Goa govt must actively involve  people in fight against COVID-19

THERE is no respite from the surge in coronavirus cases in the state. Over the past few days, the health officials have detected more than 230 cases. As many as 33 cases were detected on Sunday, a majority of them (30) from the hotspot at Mangor Hill. The number of confirmed COVID cases in the state has touched the 300 mark, of which 235 are active. The Mangor Hill locality in the port town of Vasco, which has been declared as a containment zone, has recorded the highest number of cases with over 200 confirmed cases as on Sunday. Among the 235 cases there are at least eight health workers, all of whom contracted the disease in the line of duty. Though almost a week has elapsed since the cases were first detected in Mangor Hill, the state health authorities have not been able to find the source from whom the disease spread in the locality.

There appear to have been some lapses on the part of the state administrative and health authorities that led to the huge increase in the number of COVID-19 cases beginning with this month. There are reports that suggest that the health workers attached to the Vasco urban health centre got infected at Mangor Hill while creating awareness about dengue and malaria among the people of the area and distributing mosquito nets. If that is true, then it suggests that the coronavirus infection was already prevalent in the area and the health and administrative authorities were not aware of it. The health authorities said that two of the eight health workers who have tested positive for COVID were a part of the throat swab collection team. The state government has been saying for long that all those engaged in fighting coronavirus have been provided with personal protection equipment (PPE). It is disturbing to note that the health workers who were tasked with the collection of swabs were infected despite wearing PPEs. Were the workers negligent in collecting the swabs and exposed themselves to virus or were the PPEs defective? Surely there was a fault somewhere, either in the PPEs or in the training of the health workers, for which the state health authorities must take responsibility.

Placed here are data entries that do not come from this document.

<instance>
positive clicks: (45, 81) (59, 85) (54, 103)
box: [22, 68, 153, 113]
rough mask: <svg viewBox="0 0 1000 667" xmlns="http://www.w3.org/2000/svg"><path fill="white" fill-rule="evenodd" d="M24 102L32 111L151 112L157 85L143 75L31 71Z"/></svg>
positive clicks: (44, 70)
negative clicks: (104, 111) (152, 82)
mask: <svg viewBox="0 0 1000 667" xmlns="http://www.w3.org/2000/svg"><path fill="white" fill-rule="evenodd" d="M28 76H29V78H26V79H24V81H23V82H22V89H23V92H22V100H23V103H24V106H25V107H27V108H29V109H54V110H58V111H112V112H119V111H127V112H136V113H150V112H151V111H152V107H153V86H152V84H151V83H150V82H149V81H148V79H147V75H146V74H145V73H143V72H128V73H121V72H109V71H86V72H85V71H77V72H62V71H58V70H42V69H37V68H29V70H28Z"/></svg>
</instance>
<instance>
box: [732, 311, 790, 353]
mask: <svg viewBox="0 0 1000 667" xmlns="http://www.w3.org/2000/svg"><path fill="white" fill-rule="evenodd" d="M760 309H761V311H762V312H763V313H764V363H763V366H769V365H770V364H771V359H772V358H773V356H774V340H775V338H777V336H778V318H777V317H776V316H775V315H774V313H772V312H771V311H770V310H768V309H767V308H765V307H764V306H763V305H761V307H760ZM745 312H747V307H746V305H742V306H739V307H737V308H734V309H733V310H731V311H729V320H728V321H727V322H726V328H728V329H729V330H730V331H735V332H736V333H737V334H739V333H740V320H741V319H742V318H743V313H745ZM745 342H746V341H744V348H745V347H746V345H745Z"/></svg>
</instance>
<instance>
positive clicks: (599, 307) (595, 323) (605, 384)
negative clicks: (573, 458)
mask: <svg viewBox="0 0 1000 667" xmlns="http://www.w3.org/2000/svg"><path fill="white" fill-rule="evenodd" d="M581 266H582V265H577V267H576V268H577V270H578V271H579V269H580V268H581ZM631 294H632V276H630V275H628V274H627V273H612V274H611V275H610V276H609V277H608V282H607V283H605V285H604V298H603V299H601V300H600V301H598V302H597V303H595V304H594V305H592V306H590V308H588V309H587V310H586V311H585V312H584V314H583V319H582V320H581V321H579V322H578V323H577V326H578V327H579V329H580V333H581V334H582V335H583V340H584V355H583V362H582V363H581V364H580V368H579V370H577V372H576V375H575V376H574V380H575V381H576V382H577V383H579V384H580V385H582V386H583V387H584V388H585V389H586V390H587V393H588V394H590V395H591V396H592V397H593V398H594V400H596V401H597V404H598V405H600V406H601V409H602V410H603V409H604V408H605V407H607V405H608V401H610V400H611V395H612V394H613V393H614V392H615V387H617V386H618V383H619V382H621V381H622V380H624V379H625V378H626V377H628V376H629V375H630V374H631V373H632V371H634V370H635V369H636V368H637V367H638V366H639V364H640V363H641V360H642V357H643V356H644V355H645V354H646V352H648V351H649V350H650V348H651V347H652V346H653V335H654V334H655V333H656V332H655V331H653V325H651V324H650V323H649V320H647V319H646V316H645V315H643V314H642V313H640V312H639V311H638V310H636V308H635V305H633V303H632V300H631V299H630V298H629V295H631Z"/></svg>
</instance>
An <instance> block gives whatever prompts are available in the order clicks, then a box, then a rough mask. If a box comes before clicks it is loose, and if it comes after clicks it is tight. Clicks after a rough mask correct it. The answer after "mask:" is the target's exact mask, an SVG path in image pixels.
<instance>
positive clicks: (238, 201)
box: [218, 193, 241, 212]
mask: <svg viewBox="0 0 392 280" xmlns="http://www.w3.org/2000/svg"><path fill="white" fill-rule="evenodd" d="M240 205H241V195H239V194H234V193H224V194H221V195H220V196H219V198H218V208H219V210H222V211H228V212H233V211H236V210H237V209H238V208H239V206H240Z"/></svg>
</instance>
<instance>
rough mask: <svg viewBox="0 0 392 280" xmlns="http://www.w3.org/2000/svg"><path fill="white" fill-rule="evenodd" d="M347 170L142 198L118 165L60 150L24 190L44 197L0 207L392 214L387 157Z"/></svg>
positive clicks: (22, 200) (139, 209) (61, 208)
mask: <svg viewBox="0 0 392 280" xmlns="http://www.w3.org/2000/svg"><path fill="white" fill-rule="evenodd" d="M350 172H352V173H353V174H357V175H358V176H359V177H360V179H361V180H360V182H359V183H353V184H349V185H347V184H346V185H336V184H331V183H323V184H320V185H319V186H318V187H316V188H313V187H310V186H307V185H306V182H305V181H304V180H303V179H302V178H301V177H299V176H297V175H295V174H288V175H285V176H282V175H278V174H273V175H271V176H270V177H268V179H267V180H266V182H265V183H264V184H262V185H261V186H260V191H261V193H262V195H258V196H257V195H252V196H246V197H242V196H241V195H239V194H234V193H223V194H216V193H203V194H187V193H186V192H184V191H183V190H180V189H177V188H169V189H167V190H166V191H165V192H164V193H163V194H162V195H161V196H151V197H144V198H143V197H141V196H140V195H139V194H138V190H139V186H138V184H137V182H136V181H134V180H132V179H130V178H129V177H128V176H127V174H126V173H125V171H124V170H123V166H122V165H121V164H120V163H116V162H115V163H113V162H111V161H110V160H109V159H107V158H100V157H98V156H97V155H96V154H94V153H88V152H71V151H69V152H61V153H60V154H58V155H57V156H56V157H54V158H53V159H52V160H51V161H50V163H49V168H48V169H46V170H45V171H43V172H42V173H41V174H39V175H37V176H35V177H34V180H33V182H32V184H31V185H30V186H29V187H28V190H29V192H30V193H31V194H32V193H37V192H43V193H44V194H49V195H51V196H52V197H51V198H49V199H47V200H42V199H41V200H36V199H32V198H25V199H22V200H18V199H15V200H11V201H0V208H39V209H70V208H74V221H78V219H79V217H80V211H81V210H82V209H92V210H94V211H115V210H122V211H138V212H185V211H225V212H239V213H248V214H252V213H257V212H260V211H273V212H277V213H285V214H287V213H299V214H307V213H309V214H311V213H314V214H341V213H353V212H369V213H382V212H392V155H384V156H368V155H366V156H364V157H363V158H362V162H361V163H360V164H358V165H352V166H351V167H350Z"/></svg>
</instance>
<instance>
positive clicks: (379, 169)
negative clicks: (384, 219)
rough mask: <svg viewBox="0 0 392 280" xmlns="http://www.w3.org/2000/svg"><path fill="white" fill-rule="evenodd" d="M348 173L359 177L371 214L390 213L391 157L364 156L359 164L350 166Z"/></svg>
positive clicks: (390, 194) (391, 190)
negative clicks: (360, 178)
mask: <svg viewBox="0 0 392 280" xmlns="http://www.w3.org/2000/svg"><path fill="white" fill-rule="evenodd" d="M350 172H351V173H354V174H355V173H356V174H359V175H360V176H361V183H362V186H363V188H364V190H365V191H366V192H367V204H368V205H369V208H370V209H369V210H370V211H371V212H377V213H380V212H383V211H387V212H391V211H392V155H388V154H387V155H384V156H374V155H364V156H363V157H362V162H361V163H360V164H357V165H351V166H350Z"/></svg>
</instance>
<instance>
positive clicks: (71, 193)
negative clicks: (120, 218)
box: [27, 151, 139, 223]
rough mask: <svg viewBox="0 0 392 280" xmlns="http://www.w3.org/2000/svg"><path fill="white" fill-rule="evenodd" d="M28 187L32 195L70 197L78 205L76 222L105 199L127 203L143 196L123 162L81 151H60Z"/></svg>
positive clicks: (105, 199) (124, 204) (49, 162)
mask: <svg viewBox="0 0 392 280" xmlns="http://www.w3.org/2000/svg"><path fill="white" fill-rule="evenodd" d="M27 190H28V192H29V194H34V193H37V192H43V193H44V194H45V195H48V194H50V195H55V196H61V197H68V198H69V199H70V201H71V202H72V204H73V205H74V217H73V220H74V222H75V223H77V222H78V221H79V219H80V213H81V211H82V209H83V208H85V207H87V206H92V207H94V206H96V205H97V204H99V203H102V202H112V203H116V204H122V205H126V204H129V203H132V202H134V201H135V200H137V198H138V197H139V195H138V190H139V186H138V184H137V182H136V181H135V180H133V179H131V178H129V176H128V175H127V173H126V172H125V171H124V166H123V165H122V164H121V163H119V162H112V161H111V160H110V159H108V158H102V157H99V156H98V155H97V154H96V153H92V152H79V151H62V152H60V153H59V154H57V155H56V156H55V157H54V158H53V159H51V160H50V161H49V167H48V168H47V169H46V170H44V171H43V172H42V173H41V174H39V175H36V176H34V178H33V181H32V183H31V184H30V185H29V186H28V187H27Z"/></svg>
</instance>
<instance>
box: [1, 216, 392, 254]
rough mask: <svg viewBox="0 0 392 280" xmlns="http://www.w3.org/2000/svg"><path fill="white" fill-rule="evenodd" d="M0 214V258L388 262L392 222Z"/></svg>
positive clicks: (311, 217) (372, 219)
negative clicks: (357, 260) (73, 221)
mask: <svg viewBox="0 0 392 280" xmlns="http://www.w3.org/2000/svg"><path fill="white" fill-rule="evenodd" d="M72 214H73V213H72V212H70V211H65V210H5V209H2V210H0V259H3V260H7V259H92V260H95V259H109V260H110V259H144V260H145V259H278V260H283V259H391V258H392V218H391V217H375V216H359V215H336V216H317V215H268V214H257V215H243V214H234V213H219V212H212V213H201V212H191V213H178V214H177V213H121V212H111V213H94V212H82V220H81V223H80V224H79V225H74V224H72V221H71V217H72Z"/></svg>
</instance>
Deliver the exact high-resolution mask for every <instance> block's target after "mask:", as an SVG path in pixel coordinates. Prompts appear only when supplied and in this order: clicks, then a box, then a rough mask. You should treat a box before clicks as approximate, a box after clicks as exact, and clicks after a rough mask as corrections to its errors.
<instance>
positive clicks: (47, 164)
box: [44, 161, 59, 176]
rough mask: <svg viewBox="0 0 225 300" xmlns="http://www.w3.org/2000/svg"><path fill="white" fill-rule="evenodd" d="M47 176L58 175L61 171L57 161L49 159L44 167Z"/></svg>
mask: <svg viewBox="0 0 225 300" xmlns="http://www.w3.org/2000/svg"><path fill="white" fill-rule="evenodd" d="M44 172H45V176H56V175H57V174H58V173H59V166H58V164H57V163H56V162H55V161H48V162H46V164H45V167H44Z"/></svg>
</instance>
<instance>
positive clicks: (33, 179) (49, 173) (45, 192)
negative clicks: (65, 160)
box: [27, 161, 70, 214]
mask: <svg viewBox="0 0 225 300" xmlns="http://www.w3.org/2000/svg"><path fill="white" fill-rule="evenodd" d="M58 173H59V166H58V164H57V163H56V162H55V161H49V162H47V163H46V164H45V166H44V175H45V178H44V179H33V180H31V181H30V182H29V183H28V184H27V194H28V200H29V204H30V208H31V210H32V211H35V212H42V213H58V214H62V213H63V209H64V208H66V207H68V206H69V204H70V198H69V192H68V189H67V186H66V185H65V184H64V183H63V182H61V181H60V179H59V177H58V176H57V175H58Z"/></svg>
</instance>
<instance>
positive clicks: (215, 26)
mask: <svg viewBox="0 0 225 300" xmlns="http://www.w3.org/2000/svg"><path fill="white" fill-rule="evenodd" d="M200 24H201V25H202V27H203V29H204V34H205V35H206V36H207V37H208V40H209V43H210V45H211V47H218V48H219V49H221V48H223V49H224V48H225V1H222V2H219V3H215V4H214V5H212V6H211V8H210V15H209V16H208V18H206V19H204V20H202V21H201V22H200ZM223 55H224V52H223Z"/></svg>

The government rejected calls from various quarters to order a lockdown of the whole port town, saying it was a ‘local transmission’ restricted to Mangor Hill. Despite the local businessmen agreeing to shut down their shops, the government is reluctant to order a total lockdown in Vasco. It is also strange to note that the state government has changed the ministry of home affairs guidelines pertaining to perimeter of the containment zone and the buffer zone. While MHA has said that an area of three kilometres forms the perimeter of the containment zone and subsequent five kilometres as buffer zone, the Goa government has earmarked 500 metres as perimeter and another 500 metres as buffer zone. There are allegations that the government has done it to favour some vested interests. But this could prove to be disastrous for the people.

The handling of the recent spike by the authorities leaves much to be desired. There have been allegations of powerful people managing to get their favoured persons from other states into the state without mandatory checks at the border. The government authorities have not been successful in total enforcement of the virus protocol. And they have been far from transparent with the people. The end result of poor awareness campaign and random enforcement of protocol has been that the government has not been as much successful on the preventive side as it has been on the curative side. The home quarantine has been handled leaving a lot of loopholes. People coming from other states, who were home quarantined on paper, have been seen moving freely out of their homes and in public places. The government has to work harder on raising public awareness in order to get public support for social vigilance against protocol and quarantine violations, which could supplement the vigilance by the health officials. If people are less informed, negative reaction can be the result, rather than cooperation, as was witnessed at Shiroda on Sunday when the government opened a COVID hospital.